# Bonding of data racks



## Kevin (Feb 14, 2017)

Hey Everyone,

I've been thinking about the bonding of data racks for rack mount equipment, as I have bid on a job in a residential building that will have a rack.

I've installed a couple of rack mount pieces before, and they have a screw on the back for "grounding" to the rack, even though it had a power cord with a ground/bonding pin (standard 5-15 plug). 

Should I be bonding the rack mount system to the ground in the panel? My understanding with this, is that it can cause parallel bonding/grounding paths? I can't wrap my head around how to avoid that without not bonding the rack. 

For residential is it even required?

Any input would be of help.


----------



## CoolWill (Jan 5, 2019)

I believe they should be bonded. And what does it matter if there is parallel grounding/bonding?


----------



## Kevin (Feb 14, 2017)

CoolWill said:


> I believe they should be bonded. And what does it matter if there is parallel grounding/bonding?


Ontario Electrical Code says to abandon a ground if there are parallel paths, hence my worries.

Sent from my Samsung using Tapatalk


----------



## CoolWill (Jan 5, 2019)

Kevin_Essiambre said:


> Ontario Electrical Code says to abandon a ground if there are parallel paths, hence my worries.
> 
> Sent from my Samsung using Tapatalk


Does that mean parallel earth grounds, or parallel bonding paths? I could understand earth grounds being problematic, but bonding paths are often in parallel.
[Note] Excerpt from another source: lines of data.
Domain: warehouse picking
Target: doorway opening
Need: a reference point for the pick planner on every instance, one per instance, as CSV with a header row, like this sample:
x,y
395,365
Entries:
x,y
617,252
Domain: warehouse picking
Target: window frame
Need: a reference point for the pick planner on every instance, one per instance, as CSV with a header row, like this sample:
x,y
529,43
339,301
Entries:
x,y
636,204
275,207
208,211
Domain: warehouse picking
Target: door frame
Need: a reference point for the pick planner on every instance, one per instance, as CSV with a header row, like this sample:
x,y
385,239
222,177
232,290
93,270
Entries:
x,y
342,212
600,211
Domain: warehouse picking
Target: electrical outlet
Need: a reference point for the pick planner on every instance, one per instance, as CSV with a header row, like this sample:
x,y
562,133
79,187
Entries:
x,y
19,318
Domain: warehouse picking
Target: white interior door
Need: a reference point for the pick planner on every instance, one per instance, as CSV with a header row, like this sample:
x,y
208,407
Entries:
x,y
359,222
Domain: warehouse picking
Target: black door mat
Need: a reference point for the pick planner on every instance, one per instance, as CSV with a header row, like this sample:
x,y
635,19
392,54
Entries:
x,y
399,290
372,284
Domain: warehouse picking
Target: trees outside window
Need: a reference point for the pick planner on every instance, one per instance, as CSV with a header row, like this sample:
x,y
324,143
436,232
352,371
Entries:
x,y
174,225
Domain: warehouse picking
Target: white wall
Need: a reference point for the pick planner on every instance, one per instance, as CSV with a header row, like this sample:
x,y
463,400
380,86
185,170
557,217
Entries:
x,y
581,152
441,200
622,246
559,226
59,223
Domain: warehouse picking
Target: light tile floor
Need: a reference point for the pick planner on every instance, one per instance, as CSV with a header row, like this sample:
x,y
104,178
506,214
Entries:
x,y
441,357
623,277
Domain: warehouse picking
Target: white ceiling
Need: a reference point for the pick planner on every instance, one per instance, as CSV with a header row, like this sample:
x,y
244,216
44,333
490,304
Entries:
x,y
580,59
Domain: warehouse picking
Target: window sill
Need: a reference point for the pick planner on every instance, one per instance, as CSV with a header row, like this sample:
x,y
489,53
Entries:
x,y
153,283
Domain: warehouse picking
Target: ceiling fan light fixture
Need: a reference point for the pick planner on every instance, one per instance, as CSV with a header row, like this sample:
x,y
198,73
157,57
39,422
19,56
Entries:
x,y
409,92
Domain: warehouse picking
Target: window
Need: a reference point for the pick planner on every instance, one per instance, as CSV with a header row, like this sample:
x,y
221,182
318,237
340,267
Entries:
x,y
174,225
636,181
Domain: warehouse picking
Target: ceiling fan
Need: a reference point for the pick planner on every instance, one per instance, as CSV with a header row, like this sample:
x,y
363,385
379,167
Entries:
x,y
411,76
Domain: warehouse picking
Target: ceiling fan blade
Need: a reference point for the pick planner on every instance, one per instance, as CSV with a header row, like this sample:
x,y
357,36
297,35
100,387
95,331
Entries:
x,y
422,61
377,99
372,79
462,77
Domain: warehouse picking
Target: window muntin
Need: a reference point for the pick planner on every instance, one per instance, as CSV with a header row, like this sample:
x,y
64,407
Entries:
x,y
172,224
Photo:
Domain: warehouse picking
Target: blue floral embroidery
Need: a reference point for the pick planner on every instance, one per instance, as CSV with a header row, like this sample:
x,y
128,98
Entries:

Metal conduit, building steel, multiple circuits in a box, etc.


----------



## Kevin (Feb 14, 2017)

CoolWill said:


> Does that mean parallel earth grounds, or parallel bonding paths? I could understand earth grounds being problematic, but bonding paths are often in parallel. Metal conduit, building steel, multiple circuits in a box, etc.


I know grounds and bonds are not the same, however, if there's a shorter bond connection (say 3 feet) through the power cord with a 14 AWG ground, wouldn't the stray voltage try to take the 14 AWG before the longer 6 AWG? This is the reason why we had abandoned the bonding conductors in 14 AWG teck cable from a generator with a 3 AWG ground. If a short was caused, there's the risk of the 14 AWG melting from the current.

Granted, with networking equipment, we are only talking about small volts and amps... nothing to really worry about I guess. Just over thinking this I guess.

Sent from my Samsung using Tapatalk


----------



## splatz (May 23, 2015)

I would bond it, even though it's very possible it will never matter. If there's a piece of equipment with power cord with a ground, and the metallic case of the equipment is bonded to cord ground, the rack will be grounded. However what if they swap out for equipment with a two prong plug in the future or etc., then the rack is floating. 

So the rack is floating, so what? Well, if there is any shielded cable terminated in a patch panel or etc., the patch panel will expect the rack to provide a ground path. For example, maybe you have just a cable modem / router (two wire power cord, no ground, plastic case) - if the rack is grounded, you can simply install a grounding block on the rack and run the coax through that and all is well. Especially important if you want to use a surge protector on the coax, most of those rely on the shield being grounded. 

Longshot, but if the cable shield ever comes in contact with line voltage, the shield gives you a path to clear the fault. 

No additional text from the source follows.